Giant wall of text aside, Chat, you are an amazing writer and I hope you don't give it up. Allow your muse to come forth and write but what it wills.

The Conversion Bureau is something that every writer is able to depict differently, however there is one author who's stories I have come to accept as the best. Yours Chatoyance. Your stories have indeed developed that universe FAR beyond that of the original, Your stories have captured my attention for hours on end, and your stories inspire my writing on a daily basis. I don't think we need to call it "Chatoyances Conversion Bureau" As it basically is the "Original" in my eyes. I sincerely hope that you will continue to write in that world you have come to design. If you don't though, I guess we will all just have to settle on whatever world you make next.

14765

Regarding the emails you got about this. This kind of hate is good. It implies that there is a lot of love for something to justify hating it.

This kind of hate means that they are fascinated by concept and have thought about it long enough to create a stance around it. He isn't merely reading a story, he is philosophising. This is why I consider the good TCB writers (Midnight Shadown, Chatoyance, etc) to be very good at.

In some way it insults us, but you know what, insulting us is the best thing it can do. It forces us to think and question.

I don't remember anymore why I wrote that comment, or why I wrote so much. I need to admit something to myself that I've always avoided acknowledging: I cannot let myself write anything at all when I get emotional. My most essential opinions are unchanged, but given that I devolved into sleep-deprived ranting, I don't believe that I have any right to discuss them anymore. I'm sorry, and I apologize for, to be honest, being myself.

The best stories are ones that make you feel something, even if that something is negative. I think a step back and a deep breath is all that's needed to keep feelings from being unnecessarily hurt. Cooler heads prevail and all that. We will all misconstrue and be misconstrued from time to time. When you're on one side of the line, just remind yourself of the last time you were on the other side.

Chatoyance, regarding your stories, I've really enjoyed them so far. Taking a break is always a good (and necessary!) thing, but I hope it's not out of discouragement or burnout. I've been in sort of a vacuum in all things fan-fiction since turning my attention inward to work on my own as-yet-unfinished story. This was largely because I didn't want to be subconsciously "inspired" by other works and then wake up one morning to find a stream of "omg all you did was copy _______'s story" comments. However, when I saw the sheer breadth of your work, I couldn't resist. TCB was a universe I only ever intended to write in once, so it was exempt from my no-reading-fanfiction rule, but up through what I've read of yours so far (which is everything except 800 Year and Taste of Grass), it's really made me want to write in TCB again. It's hugely engaging and entertaining and it makes me want to play around in the universe some more. That's a Bad Thing™ for me, because I am terrible when it comes to distractions and I'm a slow writer even when completely focused, so I needed this like I needed a hole in the head. That's all my problem, of course; that you've doomed me to (eventually) writing more TCB is the best compliment I can give.

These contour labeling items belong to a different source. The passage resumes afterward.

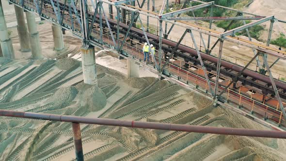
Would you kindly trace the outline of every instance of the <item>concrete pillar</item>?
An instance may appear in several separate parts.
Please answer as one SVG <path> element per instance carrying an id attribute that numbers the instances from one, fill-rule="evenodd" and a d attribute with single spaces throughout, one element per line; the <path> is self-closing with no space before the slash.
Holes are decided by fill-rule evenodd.
<path id="1" fill-rule="evenodd" d="M 139 65 L 131 58 L 127 59 L 127 78 L 139 77 Z"/>
<path id="2" fill-rule="evenodd" d="M 81 51 L 83 81 L 85 83 L 97 85 L 95 47 L 82 47 Z"/>
<path id="3" fill-rule="evenodd" d="M 17 31 L 20 40 L 21 51 L 22 52 L 30 51 L 30 39 L 28 30 L 26 27 L 25 18 L 24 17 L 24 10 L 23 8 L 14 5 L 16 19 L 17 19 Z"/>
<path id="4" fill-rule="evenodd" d="M 15 59 L 14 50 L 11 39 L 9 37 L 1 0 L 0 0 L 0 44 L 3 56 L 5 58 Z"/>
<path id="5" fill-rule="evenodd" d="M 3 57 L 3 54 L 2 53 L 2 48 L 1 48 L 1 44 L 0 44 L 0 57 Z"/>
<path id="6" fill-rule="evenodd" d="M 42 55 L 42 47 L 40 42 L 39 32 L 37 29 L 35 15 L 33 13 L 26 12 L 26 17 L 28 29 L 30 35 L 32 58 L 33 59 L 43 59 L 44 57 Z"/>
<path id="7" fill-rule="evenodd" d="M 57 51 L 63 50 L 64 48 L 64 45 L 62 28 L 59 25 L 53 23 L 52 25 L 52 31 L 55 50 Z"/>

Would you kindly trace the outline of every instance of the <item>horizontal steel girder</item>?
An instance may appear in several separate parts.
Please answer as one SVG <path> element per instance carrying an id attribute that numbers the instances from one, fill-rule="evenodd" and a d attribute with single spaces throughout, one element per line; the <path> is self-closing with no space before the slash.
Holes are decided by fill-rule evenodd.
<path id="1" fill-rule="evenodd" d="M 238 28 L 236 28 L 235 29 L 233 29 L 232 30 L 231 30 L 230 31 L 227 31 L 226 32 L 224 32 L 221 34 L 221 37 L 223 38 L 225 36 L 233 35 L 235 33 L 236 33 L 238 32 L 239 32 L 241 31 L 242 31 L 242 30 L 245 30 L 246 29 L 248 29 L 250 27 L 260 24 L 262 23 L 263 22 L 265 22 L 269 21 L 270 20 L 273 20 L 274 18 L 274 16 L 271 16 L 266 17 L 265 18 L 263 18 L 262 19 L 257 20 L 256 21 L 254 21 L 254 22 L 250 23 L 249 24 L 244 25 L 243 26 L 238 27 Z"/>
<path id="2" fill-rule="evenodd" d="M 195 6 L 192 6 L 192 7 L 189 7 L 189 8 L 182 9 L 181 10 L 179 10 L 178 11 L 168 13 L 165 14 L 163 15 L 159 15 L 159 18 L 166 18 L 168 17 L 171 17 L 173 16 L 178 15 L 178 14 L 182 14 L 183 13 L 186 13 L 187 12 L 194 11 L 195 10 L 197 10 L 197 9 L 199 9 L 200 8 L 208 7 L 208 6 L 211 6 L 212 5 L 213 5 L 214 4 L 214 1 L 213 1 L 208 2 L 208 3 L 206 3 L 204 4 L 198 5 L 196 5 Z"/>
<path id="3" fill-rule="evenodd" d="M 123 3 L 126 3 L 131 1 L 135 1 L 135 0 L 121 0 L 113 2 L 114 5 L 118 5 Z"/>
<path id="4" fill-rule="evenodd" d="M 209 21 L 209 20 L 249 20 L 249 19 L 260 19 L 265 17 L 262 16 L 244 16 L 244 17 L 170 17 L 166 19 L 170 20 L 202 20 L 202 21 Z"/>

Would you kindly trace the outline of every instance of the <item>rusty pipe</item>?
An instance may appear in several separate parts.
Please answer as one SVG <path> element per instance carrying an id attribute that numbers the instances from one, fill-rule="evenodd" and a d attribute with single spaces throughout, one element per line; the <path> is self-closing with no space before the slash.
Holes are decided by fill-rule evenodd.
<path id="1" fill-rule="evenodd" d="M 99 18 L 99 16 L 97 15 L 97 17 Z M 112 25 L 117 25 L 117 22 L 113 19 L 108 19 L 108 21 Z M 129 26 L 122 23 L 119 23 L 119 26 L 126 30 L 127 30 L 129 27 Z M 141 30 L 137 29 L 136 28 L 131 27 L 130 31 L 130 32 L 133 32 L 138 33 L 140 36 L 144 35 L 143 31 L 142 31 Z M 159 42 L 159 36 L 148 32 L 146 32 L 146 34 L 149 39 L 153 39 L 157 42 Z M 170 47 L 175 47 L 176 46 L 177 43 L 168 39 L 162 38 L 162 44 L 167 45 L 168 46 Z M 188 53 L 195 56 L 198 56 L 197 53 L 194 49 L 188 47 L 186 47 L 182 45 L 179 45 L 178 47 L 178 49 L 179 49 L 180 50 L 184 51 L 186 53 Z M 211 56 L 210 55 L 208 55 L 201 52 L 200 52 L 200 54 L 202 58 L 203 58 L 203 59 L 207 60 L 207 61 L 216 64 L 217 63 L 218 59 L 215 57 L 214 56 Z M 221 64 L 222 66 L 224 66 L 226 68 L 233 70 L 238 72 L 240 72 L 243 68 L 243 67 L 241 67 L 239 65 L 238 65 L 232 63 L 225 61 L 223 60 L 221 61 Z M 271 84 L 271 80 L 269 77 L 263 75 L 260 73 L 255 72 L 251 70 L 249 70 L 247 69 L 245 69 L 242 72 L 242 74 L 250 76 L 253 78 L 255 78 L 256 80 L 266 82 L 269 84 Z M 279 81 L 276 80 L 274 80 L 274 81 L 277 87 L 286 90 L 286 83 L 281 81 Z"/>
<path id="2" fill-rule="evenodd" d="M 286 139 L 286 131 L 262 130 L 239 128 L 218 128 L 112 119 L 91 118 L 48 113 L 39 113 L 8 110 L 0 110 L 0 115 L 77 123 L 96 124 L 150 129 L 189 132 L 198 132 L 222 135 Z"/>

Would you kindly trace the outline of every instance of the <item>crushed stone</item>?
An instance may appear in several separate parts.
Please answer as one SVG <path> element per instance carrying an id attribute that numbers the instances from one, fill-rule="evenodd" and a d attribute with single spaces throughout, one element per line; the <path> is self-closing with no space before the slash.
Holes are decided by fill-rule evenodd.
<path id="1" fill-rule="evenodd" d="M 106 105 L 105 94 L 96 86 L 92 86 L 87 89 L 84 96 L 86 105 L 89 107 L 91 112 L 100 110 Z"/>
<path id="2" fill-rule="evenodd" d="M 68 70 L 77 64 L 79 65 L 79 62 L 70 58 L 60 59 L 56 63 L 56 66 L 62 70 Z"/>
<path id="3" fill-rule="evenodd" d="M 53 105 L 49 110 L 60 109 L 69 106 L 78 93 L 78 90 L 74 86 L 60 88 L 55 93 L 53 97 L 49 99 Z"/>

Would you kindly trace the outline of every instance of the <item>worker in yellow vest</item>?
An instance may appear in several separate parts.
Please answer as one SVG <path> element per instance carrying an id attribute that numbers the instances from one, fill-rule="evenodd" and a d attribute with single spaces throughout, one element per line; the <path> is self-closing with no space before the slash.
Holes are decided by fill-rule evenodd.
<path id="1" fill-rule="evenodd" d="M 150 55 L 153 54 L 154 56 L 154 59 L 155 59 L 155 48 L 154 48 L 153 44 L 150 45 L 150 47 L 151 48 L 151 52 L 150 52 Z M 152 55 L 150 55 L 150 56 L 151 56 L 151 58 L 152 59 L 152 62 L 153 63 L 154 63 L 154 61 L 155 61 L 155 60 L 153 59 L 153 56 L 152 56 Z"/>
<path id="2" fill-rule="evenodd" d="M 147 62 L 149 62 L 149 46 L 147 43 L 145 43 L 142 50 L 144 54 L 144 61 L 146 61 L 146 57 L 147 56 Z"/>

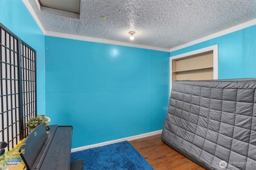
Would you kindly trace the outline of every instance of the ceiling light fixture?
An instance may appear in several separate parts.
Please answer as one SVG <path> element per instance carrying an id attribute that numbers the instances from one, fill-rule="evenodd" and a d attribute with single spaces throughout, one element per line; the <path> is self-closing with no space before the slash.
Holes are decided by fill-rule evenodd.
<path id="1" fill-rule="evenodd" d="M 129 34 L 131 35 L 131 36 L 130 37 L 130 39 L 131 39 L 131 40 L 132 40 L 134 39 L 134 37 L 133 36 L 133 35 L 135 33 L 134 31 L 130 31 L 129 32 Z"/>

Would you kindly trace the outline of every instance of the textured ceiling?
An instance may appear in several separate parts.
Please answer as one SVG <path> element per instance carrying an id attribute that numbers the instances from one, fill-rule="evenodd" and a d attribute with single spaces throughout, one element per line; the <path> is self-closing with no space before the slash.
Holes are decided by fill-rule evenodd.
<path id="1" fill-rule="evenodd" d="M 256 18 L 256 0 L 81 0 L 78 19 L 41 11 L 37 0 L 46 31 L 166 49 Z"/>

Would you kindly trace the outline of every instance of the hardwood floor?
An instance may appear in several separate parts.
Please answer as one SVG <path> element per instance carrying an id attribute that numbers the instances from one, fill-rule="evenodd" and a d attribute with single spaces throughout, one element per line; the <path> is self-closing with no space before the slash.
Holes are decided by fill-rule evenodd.
<path id="1" fill-rule="evenodd" d="M 162 142 L 161 134 L 129 142 L 156 170 L 205 169 Z"/>

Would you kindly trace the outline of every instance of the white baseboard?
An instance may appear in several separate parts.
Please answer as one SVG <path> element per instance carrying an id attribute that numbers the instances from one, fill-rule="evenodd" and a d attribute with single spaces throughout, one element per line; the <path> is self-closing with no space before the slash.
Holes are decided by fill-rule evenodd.
<path id="1" fill-rule="evenodd" d="M 114 140 L 113 141 L 108 141 L 107 142 L 102 142 L 102 143 L 96 143 L 96 144 L 91 145 L 90 145 L 85 146 L 84 147 L 79 147 L 78 148 L 74 148 L 71 149 L 71 152 L 74 152 L 79 150 L 82 150 L 84 149 L 89 149 L 90 148 L 95 148 L 96 147 L 102 147 L 102 146 L 106 145 L 107 145 L 111 144 L 112 143 L 116 143 L 117 142 L 122 142 L 124 141 L 132 141 L 132 140 L 138 139 L 143 138 L 144 137 L 148 137 L 150 136 L 154 135 L 155 135 L 160 134 L 162 133 L 162 130 L 159 131 L 154 131 L 153 132 L 149 132 L 148 133 L 143 133 L 140 135 L 138 135 L 135 136 L 132 136 L 130 137 L 125 137 L 124 138 L 120 139 L 118 139 Z"/>

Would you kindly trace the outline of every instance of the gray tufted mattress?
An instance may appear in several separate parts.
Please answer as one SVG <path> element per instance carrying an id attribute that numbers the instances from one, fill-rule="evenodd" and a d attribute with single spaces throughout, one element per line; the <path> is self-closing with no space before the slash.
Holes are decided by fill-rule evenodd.
<path id="1" fill-rule="evenodd" d="M 256 79 L 175 81 L 162 140 L 208 170 L 256 170 Z"/>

Your setting plays up the futuristic crapsack-world aspect of TCB much more than most, which is necessary for the sorts of stories you tell. Me, I'm a sucker for more immediately relatable settings, so I always envisioned the human side of the TCB universe as more contemporary, with perhaps a liiiittle bit of sci-fi thrown in for some detachment from the "real world." It can be argued that the real world is crapsack enough for the purposes of setting Conversion-Bureau stories to it, but it's easier to look through a window than a mirror.